Do not smoke when you are pregnant and do not allow others to smoke around your baby. Keep all of your home, your car, and other vehicles smoke-free to protect your baby. Babies and young children exposed to smoke have more colds and other disease, as well as an increased risk of SIDS.
If your baby seems sick, call your doctor or clinic right away. Parents should take their babies for routine well baby check-ups and immunizations. Claims that immunizations increase the risk of SIDS are not proven by research. Babies who receive their scheduled immunizations are less likely to die of SIDS. If a baby ever has an event where they stop breathing and turn blue or limp, the baby should be checked by a doctor to figure out the cause.
Breastfeed Your Baby
If able, you should breastfeed your baby.
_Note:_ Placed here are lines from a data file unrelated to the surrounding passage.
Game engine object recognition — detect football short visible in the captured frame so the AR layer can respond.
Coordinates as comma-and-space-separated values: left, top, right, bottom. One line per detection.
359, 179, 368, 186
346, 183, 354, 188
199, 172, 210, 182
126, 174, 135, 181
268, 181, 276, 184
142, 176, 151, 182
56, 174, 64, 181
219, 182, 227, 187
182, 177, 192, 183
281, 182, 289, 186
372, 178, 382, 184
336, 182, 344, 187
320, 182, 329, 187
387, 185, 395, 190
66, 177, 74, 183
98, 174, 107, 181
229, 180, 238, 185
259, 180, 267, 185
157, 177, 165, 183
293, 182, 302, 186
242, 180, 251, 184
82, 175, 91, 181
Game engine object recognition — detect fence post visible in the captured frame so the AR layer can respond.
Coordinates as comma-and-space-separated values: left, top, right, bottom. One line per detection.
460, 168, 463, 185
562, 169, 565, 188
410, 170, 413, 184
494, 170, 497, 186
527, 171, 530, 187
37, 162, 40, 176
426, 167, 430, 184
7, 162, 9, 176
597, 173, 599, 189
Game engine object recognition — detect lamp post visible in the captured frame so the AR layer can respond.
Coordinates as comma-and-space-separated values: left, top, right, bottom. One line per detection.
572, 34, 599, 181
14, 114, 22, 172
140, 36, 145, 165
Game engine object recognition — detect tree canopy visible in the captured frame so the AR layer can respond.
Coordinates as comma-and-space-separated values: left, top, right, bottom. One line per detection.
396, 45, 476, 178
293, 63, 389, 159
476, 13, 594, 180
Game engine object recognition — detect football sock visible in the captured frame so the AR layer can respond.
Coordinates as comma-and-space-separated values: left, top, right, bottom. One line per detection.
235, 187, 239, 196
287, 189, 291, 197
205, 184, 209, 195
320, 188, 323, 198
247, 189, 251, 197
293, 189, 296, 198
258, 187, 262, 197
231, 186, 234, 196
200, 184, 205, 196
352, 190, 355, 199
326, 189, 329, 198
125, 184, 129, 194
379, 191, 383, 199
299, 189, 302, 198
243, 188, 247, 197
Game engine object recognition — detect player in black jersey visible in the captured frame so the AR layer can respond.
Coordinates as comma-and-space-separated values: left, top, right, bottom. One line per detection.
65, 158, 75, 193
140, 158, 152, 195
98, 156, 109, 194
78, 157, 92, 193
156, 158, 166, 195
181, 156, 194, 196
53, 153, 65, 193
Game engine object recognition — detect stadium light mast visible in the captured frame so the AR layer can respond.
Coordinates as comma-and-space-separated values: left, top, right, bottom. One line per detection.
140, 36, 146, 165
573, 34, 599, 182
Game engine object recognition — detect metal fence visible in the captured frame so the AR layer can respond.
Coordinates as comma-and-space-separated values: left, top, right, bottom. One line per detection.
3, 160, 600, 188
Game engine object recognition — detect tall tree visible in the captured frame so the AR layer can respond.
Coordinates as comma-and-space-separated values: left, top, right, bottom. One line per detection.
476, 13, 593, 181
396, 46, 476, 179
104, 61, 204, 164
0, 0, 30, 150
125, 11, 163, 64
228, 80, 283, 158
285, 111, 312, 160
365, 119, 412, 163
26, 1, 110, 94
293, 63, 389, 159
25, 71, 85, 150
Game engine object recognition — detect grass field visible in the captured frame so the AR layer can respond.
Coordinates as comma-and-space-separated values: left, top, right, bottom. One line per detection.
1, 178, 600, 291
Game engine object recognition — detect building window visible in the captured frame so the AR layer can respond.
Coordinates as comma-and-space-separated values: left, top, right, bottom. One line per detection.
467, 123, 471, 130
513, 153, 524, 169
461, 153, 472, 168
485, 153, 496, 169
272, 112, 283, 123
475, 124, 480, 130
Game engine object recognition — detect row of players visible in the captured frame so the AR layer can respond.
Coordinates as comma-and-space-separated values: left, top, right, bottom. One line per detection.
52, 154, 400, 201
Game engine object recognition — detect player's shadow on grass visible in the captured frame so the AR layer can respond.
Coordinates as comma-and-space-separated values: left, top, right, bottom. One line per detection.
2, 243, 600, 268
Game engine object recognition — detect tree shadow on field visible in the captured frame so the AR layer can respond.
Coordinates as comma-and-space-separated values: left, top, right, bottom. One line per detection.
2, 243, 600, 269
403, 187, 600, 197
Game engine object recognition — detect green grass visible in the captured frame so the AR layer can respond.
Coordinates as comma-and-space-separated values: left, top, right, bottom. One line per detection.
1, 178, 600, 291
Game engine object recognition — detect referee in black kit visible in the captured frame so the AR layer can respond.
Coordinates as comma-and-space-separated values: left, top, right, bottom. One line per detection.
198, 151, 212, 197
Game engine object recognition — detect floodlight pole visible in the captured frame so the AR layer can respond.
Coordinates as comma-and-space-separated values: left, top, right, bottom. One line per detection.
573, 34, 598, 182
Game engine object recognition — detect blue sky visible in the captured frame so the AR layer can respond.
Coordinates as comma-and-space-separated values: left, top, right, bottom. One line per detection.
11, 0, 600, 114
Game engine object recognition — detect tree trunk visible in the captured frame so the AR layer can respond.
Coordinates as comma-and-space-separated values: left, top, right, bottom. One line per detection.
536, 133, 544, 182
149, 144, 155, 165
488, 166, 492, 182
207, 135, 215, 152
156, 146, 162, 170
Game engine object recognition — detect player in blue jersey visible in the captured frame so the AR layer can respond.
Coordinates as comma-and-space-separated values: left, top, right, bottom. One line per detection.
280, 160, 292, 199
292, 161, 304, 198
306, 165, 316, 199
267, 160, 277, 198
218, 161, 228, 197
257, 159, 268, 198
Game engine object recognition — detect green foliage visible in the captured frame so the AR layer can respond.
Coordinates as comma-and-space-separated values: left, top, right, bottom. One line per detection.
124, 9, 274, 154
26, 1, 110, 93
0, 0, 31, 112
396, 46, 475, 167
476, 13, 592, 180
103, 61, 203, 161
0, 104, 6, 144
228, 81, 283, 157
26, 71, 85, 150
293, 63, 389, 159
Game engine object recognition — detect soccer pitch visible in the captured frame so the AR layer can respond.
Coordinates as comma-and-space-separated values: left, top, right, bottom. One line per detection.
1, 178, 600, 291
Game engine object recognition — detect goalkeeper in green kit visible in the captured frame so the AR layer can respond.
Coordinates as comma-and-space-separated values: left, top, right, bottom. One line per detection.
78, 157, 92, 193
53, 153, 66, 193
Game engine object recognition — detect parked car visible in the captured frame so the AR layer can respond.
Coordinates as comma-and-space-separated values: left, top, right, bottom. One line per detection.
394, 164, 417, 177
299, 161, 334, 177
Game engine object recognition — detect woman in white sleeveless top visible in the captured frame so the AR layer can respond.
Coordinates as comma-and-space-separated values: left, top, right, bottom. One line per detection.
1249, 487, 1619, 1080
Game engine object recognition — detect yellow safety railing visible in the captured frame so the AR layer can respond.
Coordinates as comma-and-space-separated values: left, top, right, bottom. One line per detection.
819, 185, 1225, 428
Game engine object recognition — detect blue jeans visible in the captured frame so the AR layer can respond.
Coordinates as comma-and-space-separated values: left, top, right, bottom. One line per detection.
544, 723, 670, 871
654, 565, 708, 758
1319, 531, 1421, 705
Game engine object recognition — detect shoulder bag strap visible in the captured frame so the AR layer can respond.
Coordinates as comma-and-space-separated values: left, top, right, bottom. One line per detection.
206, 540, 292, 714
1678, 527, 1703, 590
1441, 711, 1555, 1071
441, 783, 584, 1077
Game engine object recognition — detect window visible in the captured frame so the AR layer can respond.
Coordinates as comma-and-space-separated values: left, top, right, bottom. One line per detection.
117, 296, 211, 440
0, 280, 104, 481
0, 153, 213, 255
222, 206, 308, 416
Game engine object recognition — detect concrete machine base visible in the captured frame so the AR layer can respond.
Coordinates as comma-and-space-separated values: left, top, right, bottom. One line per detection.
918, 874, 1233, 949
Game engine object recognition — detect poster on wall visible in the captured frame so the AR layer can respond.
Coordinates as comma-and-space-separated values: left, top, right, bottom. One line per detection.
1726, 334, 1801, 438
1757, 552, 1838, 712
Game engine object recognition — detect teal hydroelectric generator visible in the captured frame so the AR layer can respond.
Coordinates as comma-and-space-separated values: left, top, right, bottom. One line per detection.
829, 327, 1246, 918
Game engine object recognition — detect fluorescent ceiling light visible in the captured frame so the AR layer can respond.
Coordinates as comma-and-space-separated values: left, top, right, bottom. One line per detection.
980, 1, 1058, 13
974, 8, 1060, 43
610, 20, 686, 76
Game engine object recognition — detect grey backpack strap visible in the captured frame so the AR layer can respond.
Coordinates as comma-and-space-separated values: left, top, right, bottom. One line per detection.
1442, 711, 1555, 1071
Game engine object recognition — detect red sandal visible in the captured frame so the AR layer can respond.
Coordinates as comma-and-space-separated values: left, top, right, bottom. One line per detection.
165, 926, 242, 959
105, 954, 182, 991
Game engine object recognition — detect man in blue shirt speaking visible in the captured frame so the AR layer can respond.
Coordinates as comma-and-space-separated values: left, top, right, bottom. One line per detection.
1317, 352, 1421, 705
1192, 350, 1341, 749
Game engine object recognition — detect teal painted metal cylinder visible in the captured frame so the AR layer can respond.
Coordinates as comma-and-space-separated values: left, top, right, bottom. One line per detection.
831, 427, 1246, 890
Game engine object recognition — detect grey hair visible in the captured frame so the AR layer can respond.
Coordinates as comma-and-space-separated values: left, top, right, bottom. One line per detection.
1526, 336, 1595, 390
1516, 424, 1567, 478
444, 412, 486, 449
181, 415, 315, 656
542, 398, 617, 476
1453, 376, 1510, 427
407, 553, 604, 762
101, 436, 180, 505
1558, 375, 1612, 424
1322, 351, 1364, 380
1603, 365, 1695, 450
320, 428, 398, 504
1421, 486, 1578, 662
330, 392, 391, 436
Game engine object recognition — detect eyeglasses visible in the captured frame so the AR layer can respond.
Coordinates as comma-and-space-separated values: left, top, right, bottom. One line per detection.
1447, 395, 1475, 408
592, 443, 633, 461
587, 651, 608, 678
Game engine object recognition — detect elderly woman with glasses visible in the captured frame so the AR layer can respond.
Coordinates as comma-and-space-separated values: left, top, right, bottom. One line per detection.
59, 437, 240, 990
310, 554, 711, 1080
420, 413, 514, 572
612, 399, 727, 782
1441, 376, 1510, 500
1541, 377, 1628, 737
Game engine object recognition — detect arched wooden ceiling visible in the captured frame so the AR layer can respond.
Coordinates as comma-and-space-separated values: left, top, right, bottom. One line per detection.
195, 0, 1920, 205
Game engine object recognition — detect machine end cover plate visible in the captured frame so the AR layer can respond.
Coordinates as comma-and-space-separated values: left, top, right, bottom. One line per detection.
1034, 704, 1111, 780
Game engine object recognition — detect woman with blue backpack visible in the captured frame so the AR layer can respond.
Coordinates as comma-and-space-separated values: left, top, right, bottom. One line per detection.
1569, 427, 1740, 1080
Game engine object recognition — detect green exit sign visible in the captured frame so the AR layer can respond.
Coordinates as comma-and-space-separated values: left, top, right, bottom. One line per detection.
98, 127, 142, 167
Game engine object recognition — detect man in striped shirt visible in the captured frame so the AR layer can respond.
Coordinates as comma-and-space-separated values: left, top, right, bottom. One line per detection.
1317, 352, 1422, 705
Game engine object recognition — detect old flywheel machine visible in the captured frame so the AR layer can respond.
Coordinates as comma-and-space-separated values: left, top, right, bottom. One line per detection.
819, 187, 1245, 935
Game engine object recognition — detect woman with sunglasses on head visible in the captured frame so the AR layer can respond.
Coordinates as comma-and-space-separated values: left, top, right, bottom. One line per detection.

Research suggests that breastfeeding might reduce the risk of SIDS. A few studies have found SIDS to be less common in babies who have been breastfed. This may be because breast milk can provide protection from some infections that can trigger sudden death in babies. If you bring your baby into your bed to feed or comfort them, put your baby back in their crib when you are ready to return to sleep.
Consider a Pacifier at Bedtime and Nap Time
Studies have shown a protective effect of pacifiers on reducing the risk of SIDS. Offer a pacifier to your baby when you put them down to sleep. You don’t have to put the pacifier back in once the baby falls asleep. Do not hang the pacifier around your baby’s neck or attach it to clothing while your baby is sleeping. This could strangle or injure your baby. If you are breastfeeding, wait until feeding is going well before giving your baby a pacifier; this may take several weeks.
Home Monitors for Babies at Risk
Though some electronic home monitors can detect and sound an alarm when a baby stops breathing, there is no proof that these can prevent SIDS. In 1986, the National Institutes of Health advised that home monitors not be used for babies who do not have an increased risk of sudden, unexpected death. The monitors may be advised for:
- Babies who have had one or more severe events during which they stopped breathing and needed resuscitation or stimulation
- Premature babies with apnea (stopping breathing)
- Siblings of two or more SIDS babies
If an event has occurred, or if a baby is on a monitor, parents need to know how to properly use and maintain the device. They also need to know how to resuscitate their baby if the alarm sounds.